BirthGuide was created by Australian parents who know first-hand how overwhelming birth planning can be.

When I was pregnant with my first baby, I wanted to feel prepared. I read the books, did the antenatal classes, and sat down to write a birth plan with my partner. What I found was a mess of long templates, contradictory advice online, and no clear way to turn my preferences into something we and our care team could actually use during labour.

The plan we had was too long, and it never stayed still. Our preferences shifted right through the pregnancy, and the day before the birth we changed our minds again. We had no printer at home. Every edit meant rushing out to find one and paying to print the whole thing fresh. By the time the hospital bag was packed, we had reprinted that plan more times than we wanted to.

When labour came, the plan got handed over more than once. First as our midwife team took over our care, then again when a new shift arrived with no idea who we were. Each time, my partner passed them the pages and hoped they would read it. They had a minute or two with it at most, in a dark room. What carried our preferences through was that my partner knew the important parts by heart.

After our baby arrived, we kept coming back to that plan and how it could have been better. Before we left the hospital, we asked several midwives and doctors how they actually use birth plans. The answer was always the same:

Too long, hard to read, and the room is too dark to see the page.

So we asked them: what if it was on your phone? They all said it would help heaps, and that they would actually have more time to read if it was on their own phones. There had to be a better way, and now we could see it.
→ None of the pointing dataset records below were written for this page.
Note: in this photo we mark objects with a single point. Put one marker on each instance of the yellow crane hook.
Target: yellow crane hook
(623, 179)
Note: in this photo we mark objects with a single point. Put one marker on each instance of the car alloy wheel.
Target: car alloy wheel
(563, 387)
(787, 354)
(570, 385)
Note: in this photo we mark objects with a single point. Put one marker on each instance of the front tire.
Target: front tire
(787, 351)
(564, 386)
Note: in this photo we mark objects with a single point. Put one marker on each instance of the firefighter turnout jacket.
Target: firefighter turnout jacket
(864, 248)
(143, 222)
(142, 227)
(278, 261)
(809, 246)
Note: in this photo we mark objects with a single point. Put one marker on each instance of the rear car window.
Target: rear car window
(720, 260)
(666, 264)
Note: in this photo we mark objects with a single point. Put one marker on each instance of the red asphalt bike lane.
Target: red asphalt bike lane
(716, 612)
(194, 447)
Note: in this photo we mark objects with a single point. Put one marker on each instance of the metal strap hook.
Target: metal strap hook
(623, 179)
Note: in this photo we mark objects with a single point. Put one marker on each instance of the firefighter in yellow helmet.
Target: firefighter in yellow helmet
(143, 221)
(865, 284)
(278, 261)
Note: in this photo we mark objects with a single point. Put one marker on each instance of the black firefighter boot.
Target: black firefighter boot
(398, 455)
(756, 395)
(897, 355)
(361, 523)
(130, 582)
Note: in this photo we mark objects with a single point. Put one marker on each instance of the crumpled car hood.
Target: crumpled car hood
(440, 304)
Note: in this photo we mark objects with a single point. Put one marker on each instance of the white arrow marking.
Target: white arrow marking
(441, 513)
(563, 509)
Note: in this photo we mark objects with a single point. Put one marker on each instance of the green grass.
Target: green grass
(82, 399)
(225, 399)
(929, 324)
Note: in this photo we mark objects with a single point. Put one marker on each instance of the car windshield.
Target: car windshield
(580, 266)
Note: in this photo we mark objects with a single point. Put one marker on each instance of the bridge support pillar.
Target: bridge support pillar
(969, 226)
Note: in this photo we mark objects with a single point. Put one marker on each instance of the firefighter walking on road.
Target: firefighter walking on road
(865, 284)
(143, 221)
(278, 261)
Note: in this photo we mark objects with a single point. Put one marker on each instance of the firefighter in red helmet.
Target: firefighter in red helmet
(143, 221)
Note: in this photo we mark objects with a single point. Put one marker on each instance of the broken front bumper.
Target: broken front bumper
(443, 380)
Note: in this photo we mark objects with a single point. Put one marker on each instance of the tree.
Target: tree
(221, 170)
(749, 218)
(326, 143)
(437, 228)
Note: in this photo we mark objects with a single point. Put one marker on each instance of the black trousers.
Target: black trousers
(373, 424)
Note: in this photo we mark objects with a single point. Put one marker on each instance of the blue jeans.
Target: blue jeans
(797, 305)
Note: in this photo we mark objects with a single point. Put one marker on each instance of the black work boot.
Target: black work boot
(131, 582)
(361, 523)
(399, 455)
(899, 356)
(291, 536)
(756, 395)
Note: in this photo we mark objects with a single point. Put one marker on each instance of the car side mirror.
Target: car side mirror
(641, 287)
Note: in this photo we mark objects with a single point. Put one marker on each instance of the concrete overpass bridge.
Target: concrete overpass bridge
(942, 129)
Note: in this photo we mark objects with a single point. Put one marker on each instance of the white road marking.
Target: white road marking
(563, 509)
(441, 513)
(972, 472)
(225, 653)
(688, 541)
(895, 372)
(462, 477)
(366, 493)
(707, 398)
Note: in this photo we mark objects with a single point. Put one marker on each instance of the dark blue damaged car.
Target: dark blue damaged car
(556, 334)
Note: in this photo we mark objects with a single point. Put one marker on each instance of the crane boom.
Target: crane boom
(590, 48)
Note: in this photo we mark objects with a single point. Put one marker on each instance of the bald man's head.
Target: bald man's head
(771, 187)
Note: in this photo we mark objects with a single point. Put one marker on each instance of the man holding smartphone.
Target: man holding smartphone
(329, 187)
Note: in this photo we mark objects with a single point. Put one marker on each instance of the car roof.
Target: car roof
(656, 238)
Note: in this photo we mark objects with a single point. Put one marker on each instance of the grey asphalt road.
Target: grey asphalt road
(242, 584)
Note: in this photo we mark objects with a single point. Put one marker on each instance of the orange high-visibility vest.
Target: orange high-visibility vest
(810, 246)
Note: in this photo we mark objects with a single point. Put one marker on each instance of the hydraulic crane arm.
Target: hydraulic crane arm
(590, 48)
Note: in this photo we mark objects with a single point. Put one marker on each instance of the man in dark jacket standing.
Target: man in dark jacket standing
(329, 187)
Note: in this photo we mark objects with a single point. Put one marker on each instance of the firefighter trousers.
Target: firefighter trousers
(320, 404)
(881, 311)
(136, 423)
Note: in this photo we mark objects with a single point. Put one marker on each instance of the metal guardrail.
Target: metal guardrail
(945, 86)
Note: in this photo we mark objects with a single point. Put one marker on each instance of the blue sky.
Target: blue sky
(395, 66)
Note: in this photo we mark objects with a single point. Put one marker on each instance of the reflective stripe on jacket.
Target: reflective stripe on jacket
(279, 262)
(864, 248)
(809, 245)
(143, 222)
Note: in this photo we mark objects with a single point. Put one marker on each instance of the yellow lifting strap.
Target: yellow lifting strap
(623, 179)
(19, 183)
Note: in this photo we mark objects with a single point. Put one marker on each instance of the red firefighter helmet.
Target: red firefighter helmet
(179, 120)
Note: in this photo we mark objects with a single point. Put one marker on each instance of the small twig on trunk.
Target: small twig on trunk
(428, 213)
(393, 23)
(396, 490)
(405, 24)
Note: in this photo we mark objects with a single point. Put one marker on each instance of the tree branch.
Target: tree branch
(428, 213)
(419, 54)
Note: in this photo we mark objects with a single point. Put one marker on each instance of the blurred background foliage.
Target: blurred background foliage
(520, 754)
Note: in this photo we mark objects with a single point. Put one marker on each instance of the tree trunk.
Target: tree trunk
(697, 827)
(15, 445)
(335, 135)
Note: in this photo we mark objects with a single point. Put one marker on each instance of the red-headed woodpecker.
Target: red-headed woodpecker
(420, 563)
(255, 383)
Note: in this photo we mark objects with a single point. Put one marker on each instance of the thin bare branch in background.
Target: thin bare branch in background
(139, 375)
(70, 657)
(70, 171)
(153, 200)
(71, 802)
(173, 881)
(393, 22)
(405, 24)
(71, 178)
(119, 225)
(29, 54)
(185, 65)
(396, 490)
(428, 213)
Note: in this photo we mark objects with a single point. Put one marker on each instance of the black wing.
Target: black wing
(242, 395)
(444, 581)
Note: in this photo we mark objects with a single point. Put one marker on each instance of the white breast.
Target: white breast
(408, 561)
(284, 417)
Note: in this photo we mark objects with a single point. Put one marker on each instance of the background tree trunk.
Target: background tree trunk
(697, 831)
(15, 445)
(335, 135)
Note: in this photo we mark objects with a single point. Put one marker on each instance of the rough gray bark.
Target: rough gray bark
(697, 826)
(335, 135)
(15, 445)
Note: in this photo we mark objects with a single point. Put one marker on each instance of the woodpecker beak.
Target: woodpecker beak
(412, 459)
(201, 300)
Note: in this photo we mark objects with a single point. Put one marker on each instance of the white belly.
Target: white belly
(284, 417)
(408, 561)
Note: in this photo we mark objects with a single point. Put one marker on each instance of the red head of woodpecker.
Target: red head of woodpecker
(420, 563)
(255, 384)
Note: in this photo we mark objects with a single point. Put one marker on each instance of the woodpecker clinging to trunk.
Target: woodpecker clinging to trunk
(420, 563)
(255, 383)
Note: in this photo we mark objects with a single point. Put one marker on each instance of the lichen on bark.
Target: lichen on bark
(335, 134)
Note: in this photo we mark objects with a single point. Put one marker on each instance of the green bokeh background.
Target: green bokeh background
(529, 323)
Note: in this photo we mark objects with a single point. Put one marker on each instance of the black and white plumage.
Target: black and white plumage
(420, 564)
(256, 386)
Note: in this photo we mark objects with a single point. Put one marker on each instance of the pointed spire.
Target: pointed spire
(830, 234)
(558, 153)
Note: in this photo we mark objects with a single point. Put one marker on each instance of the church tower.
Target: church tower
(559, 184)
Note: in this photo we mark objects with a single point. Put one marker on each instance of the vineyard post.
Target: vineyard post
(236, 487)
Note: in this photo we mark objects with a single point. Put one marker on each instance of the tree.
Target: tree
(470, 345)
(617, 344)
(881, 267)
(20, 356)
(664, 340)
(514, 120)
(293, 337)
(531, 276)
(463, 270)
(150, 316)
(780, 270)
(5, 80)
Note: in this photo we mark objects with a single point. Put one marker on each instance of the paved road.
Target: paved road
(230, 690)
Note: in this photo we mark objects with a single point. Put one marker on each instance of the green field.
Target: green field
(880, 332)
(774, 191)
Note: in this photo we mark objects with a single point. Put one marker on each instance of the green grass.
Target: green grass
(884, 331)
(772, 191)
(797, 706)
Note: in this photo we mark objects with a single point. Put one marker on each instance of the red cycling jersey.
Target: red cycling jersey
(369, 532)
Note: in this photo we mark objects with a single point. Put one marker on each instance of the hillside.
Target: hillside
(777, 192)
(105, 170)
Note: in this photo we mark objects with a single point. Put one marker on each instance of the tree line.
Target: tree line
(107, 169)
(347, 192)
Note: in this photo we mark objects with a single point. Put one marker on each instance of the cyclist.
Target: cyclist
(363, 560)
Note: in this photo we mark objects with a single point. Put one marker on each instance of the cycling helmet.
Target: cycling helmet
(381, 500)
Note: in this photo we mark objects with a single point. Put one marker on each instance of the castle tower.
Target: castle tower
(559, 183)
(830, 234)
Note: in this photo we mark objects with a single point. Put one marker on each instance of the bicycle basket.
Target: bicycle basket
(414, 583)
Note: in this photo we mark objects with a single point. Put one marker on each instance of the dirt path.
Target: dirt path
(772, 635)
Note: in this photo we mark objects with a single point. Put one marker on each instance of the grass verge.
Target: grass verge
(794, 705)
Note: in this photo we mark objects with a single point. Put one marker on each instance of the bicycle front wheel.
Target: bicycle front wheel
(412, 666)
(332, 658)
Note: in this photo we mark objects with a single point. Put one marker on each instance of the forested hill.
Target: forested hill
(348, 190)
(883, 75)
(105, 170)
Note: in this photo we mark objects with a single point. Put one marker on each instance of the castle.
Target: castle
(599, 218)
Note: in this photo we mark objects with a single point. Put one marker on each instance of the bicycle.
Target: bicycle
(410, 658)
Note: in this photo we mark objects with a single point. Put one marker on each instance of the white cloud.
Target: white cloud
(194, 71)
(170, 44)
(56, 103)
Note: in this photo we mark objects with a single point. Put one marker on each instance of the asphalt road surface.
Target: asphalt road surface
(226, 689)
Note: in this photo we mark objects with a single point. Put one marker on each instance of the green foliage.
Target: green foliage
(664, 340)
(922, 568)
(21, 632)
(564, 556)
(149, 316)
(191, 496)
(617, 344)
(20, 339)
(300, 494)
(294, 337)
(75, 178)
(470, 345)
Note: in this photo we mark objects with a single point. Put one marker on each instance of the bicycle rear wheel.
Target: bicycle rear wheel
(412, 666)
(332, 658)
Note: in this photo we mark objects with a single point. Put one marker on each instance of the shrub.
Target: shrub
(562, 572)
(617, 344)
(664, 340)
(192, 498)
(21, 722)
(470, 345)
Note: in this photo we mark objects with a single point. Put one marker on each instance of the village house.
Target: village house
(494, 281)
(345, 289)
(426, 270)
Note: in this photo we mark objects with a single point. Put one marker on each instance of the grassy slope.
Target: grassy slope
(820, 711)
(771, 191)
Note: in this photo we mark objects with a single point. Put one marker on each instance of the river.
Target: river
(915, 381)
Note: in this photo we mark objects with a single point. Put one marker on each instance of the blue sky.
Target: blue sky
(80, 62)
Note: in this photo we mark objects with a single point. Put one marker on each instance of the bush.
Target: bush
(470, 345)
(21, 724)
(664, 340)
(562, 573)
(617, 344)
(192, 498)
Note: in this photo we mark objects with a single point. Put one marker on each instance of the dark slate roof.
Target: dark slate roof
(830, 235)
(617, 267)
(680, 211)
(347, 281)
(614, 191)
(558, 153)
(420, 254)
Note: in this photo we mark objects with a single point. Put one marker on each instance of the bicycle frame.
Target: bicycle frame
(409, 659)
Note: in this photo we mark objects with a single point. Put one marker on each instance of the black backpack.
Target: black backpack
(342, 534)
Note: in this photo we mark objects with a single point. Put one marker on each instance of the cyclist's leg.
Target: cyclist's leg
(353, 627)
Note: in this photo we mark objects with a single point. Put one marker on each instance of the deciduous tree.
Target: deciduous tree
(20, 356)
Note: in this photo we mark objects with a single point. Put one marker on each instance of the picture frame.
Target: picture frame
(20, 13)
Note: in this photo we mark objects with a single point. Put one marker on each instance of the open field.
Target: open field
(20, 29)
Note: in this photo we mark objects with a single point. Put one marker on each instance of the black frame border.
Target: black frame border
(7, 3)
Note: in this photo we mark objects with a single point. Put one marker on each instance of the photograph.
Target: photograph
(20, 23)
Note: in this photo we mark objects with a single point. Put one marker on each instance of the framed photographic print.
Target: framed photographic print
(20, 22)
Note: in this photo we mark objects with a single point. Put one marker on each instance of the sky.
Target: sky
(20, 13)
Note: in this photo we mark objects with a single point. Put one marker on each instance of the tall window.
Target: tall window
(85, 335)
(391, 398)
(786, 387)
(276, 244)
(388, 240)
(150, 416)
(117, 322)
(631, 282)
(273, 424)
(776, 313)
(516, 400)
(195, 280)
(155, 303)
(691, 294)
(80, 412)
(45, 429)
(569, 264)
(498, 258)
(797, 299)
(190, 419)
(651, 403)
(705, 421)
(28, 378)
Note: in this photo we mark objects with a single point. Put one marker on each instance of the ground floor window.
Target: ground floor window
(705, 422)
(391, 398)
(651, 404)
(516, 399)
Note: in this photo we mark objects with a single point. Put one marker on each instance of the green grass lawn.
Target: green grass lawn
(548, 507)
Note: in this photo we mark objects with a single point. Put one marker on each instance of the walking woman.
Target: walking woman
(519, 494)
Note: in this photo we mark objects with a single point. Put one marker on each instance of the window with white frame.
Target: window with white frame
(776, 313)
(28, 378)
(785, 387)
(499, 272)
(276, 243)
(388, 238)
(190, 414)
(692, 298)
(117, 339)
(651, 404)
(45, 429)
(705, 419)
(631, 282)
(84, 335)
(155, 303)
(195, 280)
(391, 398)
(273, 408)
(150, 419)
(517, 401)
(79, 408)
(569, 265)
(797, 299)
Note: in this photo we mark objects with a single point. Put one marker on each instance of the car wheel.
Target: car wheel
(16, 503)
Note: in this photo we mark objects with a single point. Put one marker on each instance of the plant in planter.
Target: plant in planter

BirthGuide is that better way. It's fully interactive and easy to update. It asks the right questions, skips the overwhelm, and produces a birth plan designed for how labour actually works. Not a five-page document that no one has time to read, but a clear, scannable plan your partner can reference in 30 seconds when the midwife asks a question. Because your partner becomes your voice when you need it most, and that only works if the plan is built for them to use.

Every preference option in BirthGuide is informed by Australian clinical guidelines, including resources from RANZCOG, the Royal Women's Hospital, and the Australian College of Midwives. We are not a medical provider and we do not give medical advice. We help you organise your preferences so you can have a better conversation with your care team.

BirthGuide is proudly built in Melbourne, Australia.